File metadata and controls

223 lines (180 loc) · 10 KB

Message Dispatch Modes

OpenAB supports three message dispatch modes that control how incoming messages are batched before being sent to the AI agent as an ACP turn.

Modes

per-message (default)

Each message triggers its own ACP turn. This is the default behavior — simple, predictable, no batching. Existing deployments use this mode automatically without any configuration change.

Pros:

  • Zero added latency — every message dispatches immediately
  • Simplest mental model (1 message = 1 agent response)
  • No configuration needed
  • No risk of messages being grouped with unrelated context

Cons:

  • Redundant context: if a user sends 3 messages quickly, the agent loads full context 3 times
  • Higher token cost under burst traffic (N messages = N full context windows)
  • Agent responds to each message independently — can't synthesize a coherent answer across rapid-fire messages

per-thread

All messages in a thread share one buffer. Messages that arrive while the agent is processing are batched into a single ACP turn at the next turn boundary.

Pros:

  • Lowest token cost — one context window serves N messages
  • Agent sees the full picture and can synthesize a single coherent response
  • Reduces "sorry I already answered that" noise from sequential turns

Cons:

  • Silent-drop risk: if Alice and Bob both message, the agent may only address Alice
  • Single response must cover all senders — harder for the agent to structure
  • Slight latency for messages 2..N (they wait for the current turn to finish)

per-lane

Each (thread, sender) pair gets its own buffer. Messages from the same sender batch together, but different senders get independent ACP turns.

Pros:

  • No silent-drop risk — every sender gets their own dedicated turn and response
  • Same-sender batching still reduces redundant context (rapid-fire messages consolidated)
  • Best for multi-agent collaboration (each bot gets its own turn)

Cons:

  • Higher token cost than per-thread (one turn per active sender per boundary)
  • Turns serialize through the shared session — sender B waits for sender A's turn to complete
  • More complex to reason about (ordering depends on arrival time)

Comparison Table

per-message per-thread per-lane
Token cost Highest (N turns) Lowest (1 turn) Medium (1 per sender)
Latency Zero Wait for turn boundary Wait for turn boundary
Silent-drop risk None Yes (multi-sender) None
Rapid-fire handling Each separate All batched Same-sender batched
Best for Single user, low traffic Cost-sensitive, single-reply Multi-user, multi-bot
Configuration None (default) Opt-in Opt-in

Decision Guide

Is this a single-user bot (1 human per thread)?
  → per-message (default, simplest)

Multiple humans in the same thread?
  ├─ Is it OK if the agent addresses everyone in one reply?
  │    → per-thread (cheapest)
  └─ Each person needs their own response?
       → per-lane (safest)

Multi-agent collaboration (bot-to-bot)?
  → per-lane (each bot gets its own turn)

Configuration

config.toml

[discord]
message_processing_mode = "per-lane"   # "per-message" | "per-thread" | "per-lane"
max_buffered_messages = 10             # per-thread mpsc capacity (batched modes only)
max_batch_tokens = 24000               # soft token cap per ACP turn (batched modes only)

Helm values

agents:
  kiro:
    discord:
      messageProcessingMode: "per-lane"
      maxBufferedMessages: 10
      maxBatchTokens: 24000

The same fields are available under slack: and gateway: sections.
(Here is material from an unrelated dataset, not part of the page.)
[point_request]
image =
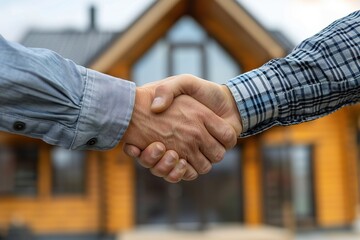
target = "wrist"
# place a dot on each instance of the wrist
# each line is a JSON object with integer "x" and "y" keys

How It Works — ASCII Diagrams

per-message (default)

Time ──────────────────────────────────────────────────────►

Alice: "hi"          Alice: "also this"       Bob: "hey"
   │                      │                      │
   ▼                      ▼                      ▼
┌──────────┐         ┌──────────┐          ┌──────────┐
│ ACP Turn │         │ ACP Turn │          │ ACP Turn │
│ (1 msg)  │         │ (1 msg)  │          │ (1 msg)  │
└────┬─────┘         └────┬─────┘          └────┬─────┘
     ▼                    ▼                      ▼
  Response 1           Response 2             Response 3

Each message = its own turn. Simple. 3 messages → 3 responses.

per-thread

Time ──────────────────────────────────────────────────────►

Alice: "hi"     Bob: "hey"   Alice: "also this"
   │               │              │
   ▼               │              │
┌──────────┐       │              │
│ ACP Turn │  (agent busy...)     │
│ (1 msg)  │       │              │
└────┬─────┘       ▼              ▼
     │         ┌────────────────────────┐
     ▼         │ Buffer (shared thread) │
  Response 1   │  → Bob: "hey"         │
               │  → Alice: "also this" │
               └───────────┬────────────┘
                           ▼  (turn boundary)
                    ┌──────────────┐
                    │  ACP Turn    │
                    │  (2 msgs     │
                    │   batched)   │
                    └──────┬───────┘
                           ▼
                      Response 2
                   (addresses both)

All senders share one buffer → one batched turn → one response.

per-lane

Time ──────────────────────────────────────────────────────►

Alice: "hi"     Bob: "hey"   Alice: "also this"
   │               │              │
   ▼               │              │
┌──────────┐       │              │
│ ACP Turn │  (agent busy...)     │
│ (Alice)  │       │              │
└────┬─────┘       ▼              ▼
     │      ┌─────────────┐  ┌──────────────────┐
     ▼      │ Bob's lane  │  │ Alice's lane     │
Response 1  │ → "hey"     │  │ → "also this"    │
            └──────┬──────┘  └────────┬─────────┘
                   ▼                  │
            ┌──────────────┐          │  (waits for Bob's turn)
            │  ACP Turn    │          │
            │  (Bob, 1msg) │          │
            └──────┬───────┘          │
                   ▼                  ▼
              Response 2       ┌──────────────┐
              (for Bob)        │  ACP Turn    │
                               │  (Alice,1msg)│
                               └──────┬───────┘
                                      ▼
                                 Response 3
                                 (for Alice)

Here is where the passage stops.